Cleaned up updateItems function and changed write relation to always use defaultParallelism for numPartitions

jacobfi · jacobfi · commit 8a5e5c9b4a24 · 2019-02-05T13:07:01.000+01:00
diff --git a/README.md b/README.md
@@ -61,9 +61,9 @@ The following parameters can be set as options on the Spark reader object before
 
 The following parameters can be set as options on the Spark writer object before saving.
 
-- `writePartitions` number of partitions to split the given DataFrame into when writing to DynamoDB. Set to `skip` to avoid repartitioning the DataFrame before writing. Defaults to `sparkContext.defaultParallelism`
 - `writeBatchSize` number of items to send per call to DynamoDB BatchWriteItem. Default 25.
-- `update` if true writes will be using UpdateItem on keys rather than BatchWriteItem. Default false 
+- `targetCapacity` fraction of provisioned write capacity on the table to consume for writing or updating.
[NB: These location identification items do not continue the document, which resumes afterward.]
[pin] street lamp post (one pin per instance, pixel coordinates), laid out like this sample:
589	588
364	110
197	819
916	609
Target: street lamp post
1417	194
Default 1 (i.e. 100% capacity).
+- `update` if true items will be written using UpdateItem on keys rather than BatchWriteItem. Default false. 
 
 ## Running Unit Tests
 The unit tests are dependent on the AWS DynamoDBLocal client, which in turn is dependent on [sqlite4java](https://bitbucket.org/almworks/sqlite4java/src/master/). I had some problems running this on OSX, so I had to put the library directly in the /lib folder, as graciously explained in [this Stack Overflow answer](https://stackoverflow.com/questions/34137043/amazon-dynamodb-local-unknown-error-exception-or-failure/35353377#35353377).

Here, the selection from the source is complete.